World celebrate Emoji Day

As a sign in a communication, emojis are widely used globally in messaging and chatting on social media.

Today, the world is celebratin the emojis, a day dubbed World Emoji Day.

“Emoji is making us better communicators in the digital age,” said linguist Vyv Evans (author of The Emoji Code) as quoted by usaoday.com.

“Saying that emoji is a backward step would be like saying when you speak to someone you’re not allowed to make any facial expression.”

Humans regularly use their 43 facial muscles to produce more than 10,000 unique facial expressions, Evans said.

“One of the problems with digital communication, when it relies purely on text, is that this sucks out the empathy, the emotional expression, out of the communication. So it can lead to miscommunication,” Evans explained.

“This is where emoji comes into its own. It puts the body language back in so people can better read emotional intent.”

Different ways of celebration

New York’s Empire State Building will be lit up in yellow to mark the day.

It is one of several stunts planned for World Emoji Day, which celebrates the colourful symbols used in instant messages, on 17 July.

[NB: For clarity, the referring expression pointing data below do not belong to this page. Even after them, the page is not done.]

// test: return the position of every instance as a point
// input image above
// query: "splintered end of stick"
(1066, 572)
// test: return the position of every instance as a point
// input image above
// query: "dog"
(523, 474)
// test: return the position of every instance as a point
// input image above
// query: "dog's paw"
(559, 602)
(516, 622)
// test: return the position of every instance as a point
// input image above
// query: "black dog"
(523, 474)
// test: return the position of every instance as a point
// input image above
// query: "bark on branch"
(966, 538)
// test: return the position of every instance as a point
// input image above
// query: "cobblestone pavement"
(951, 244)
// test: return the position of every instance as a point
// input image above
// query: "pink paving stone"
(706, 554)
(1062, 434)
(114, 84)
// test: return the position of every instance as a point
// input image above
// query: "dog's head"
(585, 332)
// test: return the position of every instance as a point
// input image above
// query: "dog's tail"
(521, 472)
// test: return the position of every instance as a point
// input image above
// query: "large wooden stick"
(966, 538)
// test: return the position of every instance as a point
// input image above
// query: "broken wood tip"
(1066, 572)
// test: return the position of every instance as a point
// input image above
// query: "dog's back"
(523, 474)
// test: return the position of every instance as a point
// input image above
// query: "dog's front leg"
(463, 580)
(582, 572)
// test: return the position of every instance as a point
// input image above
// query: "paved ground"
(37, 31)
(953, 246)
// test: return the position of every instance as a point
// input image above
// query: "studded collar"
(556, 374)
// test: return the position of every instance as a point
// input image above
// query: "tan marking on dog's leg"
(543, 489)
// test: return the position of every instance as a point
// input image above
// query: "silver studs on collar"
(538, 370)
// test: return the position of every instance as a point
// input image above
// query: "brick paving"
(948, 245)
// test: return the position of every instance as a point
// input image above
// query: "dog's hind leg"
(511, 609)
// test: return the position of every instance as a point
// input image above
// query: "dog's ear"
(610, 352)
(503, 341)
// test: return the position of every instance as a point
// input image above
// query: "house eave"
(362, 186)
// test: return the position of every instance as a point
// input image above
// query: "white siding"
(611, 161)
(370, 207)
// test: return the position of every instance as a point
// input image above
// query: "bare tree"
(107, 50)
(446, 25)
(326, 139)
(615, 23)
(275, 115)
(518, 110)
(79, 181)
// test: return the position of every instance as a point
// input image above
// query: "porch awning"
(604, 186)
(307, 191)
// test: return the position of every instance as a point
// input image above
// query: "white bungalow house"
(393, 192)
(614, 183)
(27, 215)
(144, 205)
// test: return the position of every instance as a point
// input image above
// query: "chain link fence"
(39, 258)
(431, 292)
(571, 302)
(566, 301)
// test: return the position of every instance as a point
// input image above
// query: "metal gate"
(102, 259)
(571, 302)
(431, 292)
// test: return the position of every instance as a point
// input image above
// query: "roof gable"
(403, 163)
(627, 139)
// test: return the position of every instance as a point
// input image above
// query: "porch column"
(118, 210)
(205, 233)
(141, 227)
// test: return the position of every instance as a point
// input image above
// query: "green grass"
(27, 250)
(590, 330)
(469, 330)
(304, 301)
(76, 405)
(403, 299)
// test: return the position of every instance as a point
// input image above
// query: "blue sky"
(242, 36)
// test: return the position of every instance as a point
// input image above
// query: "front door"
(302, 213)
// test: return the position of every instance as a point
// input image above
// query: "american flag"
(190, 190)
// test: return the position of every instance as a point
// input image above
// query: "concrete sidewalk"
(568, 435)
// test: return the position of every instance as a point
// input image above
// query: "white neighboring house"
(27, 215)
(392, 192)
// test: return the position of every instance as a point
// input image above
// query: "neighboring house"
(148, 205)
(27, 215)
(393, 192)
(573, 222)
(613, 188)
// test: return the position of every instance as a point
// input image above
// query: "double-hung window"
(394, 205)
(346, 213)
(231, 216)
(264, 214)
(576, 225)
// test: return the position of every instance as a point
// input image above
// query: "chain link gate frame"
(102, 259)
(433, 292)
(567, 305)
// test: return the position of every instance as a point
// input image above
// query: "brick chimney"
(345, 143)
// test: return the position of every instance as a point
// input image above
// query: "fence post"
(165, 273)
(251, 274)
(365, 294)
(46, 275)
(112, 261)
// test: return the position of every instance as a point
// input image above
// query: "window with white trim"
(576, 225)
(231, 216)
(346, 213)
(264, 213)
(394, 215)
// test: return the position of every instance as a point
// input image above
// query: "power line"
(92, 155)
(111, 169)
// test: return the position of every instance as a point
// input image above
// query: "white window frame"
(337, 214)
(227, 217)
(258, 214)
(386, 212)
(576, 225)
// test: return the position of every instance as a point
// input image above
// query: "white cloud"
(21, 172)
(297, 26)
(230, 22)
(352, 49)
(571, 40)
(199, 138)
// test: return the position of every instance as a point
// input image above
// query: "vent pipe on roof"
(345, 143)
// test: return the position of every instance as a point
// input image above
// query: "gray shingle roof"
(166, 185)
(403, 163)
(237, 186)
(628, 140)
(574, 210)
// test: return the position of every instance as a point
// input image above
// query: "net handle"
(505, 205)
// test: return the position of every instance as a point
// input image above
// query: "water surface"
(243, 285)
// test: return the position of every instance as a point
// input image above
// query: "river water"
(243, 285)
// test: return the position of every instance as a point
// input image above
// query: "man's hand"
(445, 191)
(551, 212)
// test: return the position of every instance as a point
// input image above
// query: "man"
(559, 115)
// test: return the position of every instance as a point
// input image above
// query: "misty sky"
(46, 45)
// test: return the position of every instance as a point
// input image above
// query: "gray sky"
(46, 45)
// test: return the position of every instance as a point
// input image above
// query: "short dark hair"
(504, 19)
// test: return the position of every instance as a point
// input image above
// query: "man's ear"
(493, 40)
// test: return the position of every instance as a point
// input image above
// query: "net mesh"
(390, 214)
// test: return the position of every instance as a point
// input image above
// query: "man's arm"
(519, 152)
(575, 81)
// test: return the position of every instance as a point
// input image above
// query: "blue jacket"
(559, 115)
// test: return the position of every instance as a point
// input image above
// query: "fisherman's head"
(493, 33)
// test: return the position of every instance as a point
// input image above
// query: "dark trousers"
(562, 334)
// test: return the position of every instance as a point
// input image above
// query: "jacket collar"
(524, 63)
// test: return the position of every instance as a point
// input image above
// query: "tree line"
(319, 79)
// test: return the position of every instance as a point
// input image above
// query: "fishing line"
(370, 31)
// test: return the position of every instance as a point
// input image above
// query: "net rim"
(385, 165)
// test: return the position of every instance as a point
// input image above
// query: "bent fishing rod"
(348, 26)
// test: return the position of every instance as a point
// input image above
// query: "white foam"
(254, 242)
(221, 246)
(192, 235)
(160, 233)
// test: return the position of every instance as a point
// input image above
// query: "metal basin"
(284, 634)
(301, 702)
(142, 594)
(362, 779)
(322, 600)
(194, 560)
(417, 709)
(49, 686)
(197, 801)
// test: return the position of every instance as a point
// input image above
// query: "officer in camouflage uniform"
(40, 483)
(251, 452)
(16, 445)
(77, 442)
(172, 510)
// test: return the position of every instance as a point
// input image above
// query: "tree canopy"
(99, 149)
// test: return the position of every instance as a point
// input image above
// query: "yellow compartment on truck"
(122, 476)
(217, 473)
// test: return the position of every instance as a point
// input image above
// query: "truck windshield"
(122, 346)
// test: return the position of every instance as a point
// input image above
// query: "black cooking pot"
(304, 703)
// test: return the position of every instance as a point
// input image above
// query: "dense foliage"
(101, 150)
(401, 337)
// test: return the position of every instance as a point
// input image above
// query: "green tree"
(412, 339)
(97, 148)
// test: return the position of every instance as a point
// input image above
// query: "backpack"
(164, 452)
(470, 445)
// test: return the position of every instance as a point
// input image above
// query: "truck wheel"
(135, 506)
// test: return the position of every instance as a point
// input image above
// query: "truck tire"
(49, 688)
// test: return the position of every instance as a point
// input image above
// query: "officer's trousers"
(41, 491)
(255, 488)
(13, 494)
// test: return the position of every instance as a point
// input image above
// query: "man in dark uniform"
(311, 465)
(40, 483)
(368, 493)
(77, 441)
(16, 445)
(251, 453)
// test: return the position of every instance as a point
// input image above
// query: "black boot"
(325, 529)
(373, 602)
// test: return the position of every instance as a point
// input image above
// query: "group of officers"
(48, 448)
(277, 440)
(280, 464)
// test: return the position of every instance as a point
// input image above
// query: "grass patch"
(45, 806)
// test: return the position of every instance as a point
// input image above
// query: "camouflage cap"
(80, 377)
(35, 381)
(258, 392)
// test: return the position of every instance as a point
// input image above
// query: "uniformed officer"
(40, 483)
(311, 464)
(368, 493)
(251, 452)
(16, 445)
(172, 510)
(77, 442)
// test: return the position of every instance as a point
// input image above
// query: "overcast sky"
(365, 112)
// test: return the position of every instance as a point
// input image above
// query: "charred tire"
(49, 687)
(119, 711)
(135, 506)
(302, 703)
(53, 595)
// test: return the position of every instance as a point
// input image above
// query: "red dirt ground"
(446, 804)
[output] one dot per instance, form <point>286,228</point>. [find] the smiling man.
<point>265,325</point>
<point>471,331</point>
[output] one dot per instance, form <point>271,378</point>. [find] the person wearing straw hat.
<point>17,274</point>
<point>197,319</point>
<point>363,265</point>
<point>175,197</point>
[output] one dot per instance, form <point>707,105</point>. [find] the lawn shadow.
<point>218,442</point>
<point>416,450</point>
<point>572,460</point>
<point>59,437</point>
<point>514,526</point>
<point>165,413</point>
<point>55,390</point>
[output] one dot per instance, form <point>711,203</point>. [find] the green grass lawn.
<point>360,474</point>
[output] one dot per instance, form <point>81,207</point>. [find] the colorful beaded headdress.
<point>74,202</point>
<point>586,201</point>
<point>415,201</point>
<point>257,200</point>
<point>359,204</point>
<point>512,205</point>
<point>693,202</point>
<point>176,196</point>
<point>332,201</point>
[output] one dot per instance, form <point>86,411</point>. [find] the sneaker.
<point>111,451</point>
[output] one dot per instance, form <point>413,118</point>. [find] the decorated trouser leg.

London’s Royal Opera House will present 20 well-known operas and ballets in emoji form online.

There are 2,666 emojis currently on the official Unicode Standard list.

The Unicode consortium lays out the framework for emojis and decides what should be depicted, but companies such as Apple and Google are free to create their own designs.

The founder of World Emoji Day, Jeremy Burge, who is also on one of Unicode’s committees, said the consortium considered hundreds of applications for new emojis every year.

“You can’t buy your way in – and it makes companies mad,” he said.

“You need to fulfil criteria. There has to be demand for it. Brands or logos are not permitted.”

Where did they come from?

The idea of emoticons  is not new. What is new is their relative universality and their growing ubiquity.

The first digital use of emoticons is attributed to computer science professor Scott Fahlman, who noticed jokes on his department’s bulletin board at Carnegie Mellon University were falling flat or being misunderstood.

So, on September 19, 1982, Fahlman suggested people use a smiley face emoticon to indicate a joke and a frown face to indicate something was not meant as a joke.

“This convention caught on quickly around Carnegie Mellon, and soon spread to other universities and research labs via the primitive computer networks of the day,” Fahlman later wrote. “Within months” he was seeing variations appear like the open-mouthed surprised emoticon and emoticons for people wearing glasses.

Emojis have been around since the 1990s and Apple first included them in its iPhone keyboard in 2011.

The first World Emoji Day took place in 2014. The date – 17 July – was chosen because it is the date which appears on the emoji for “calendar”.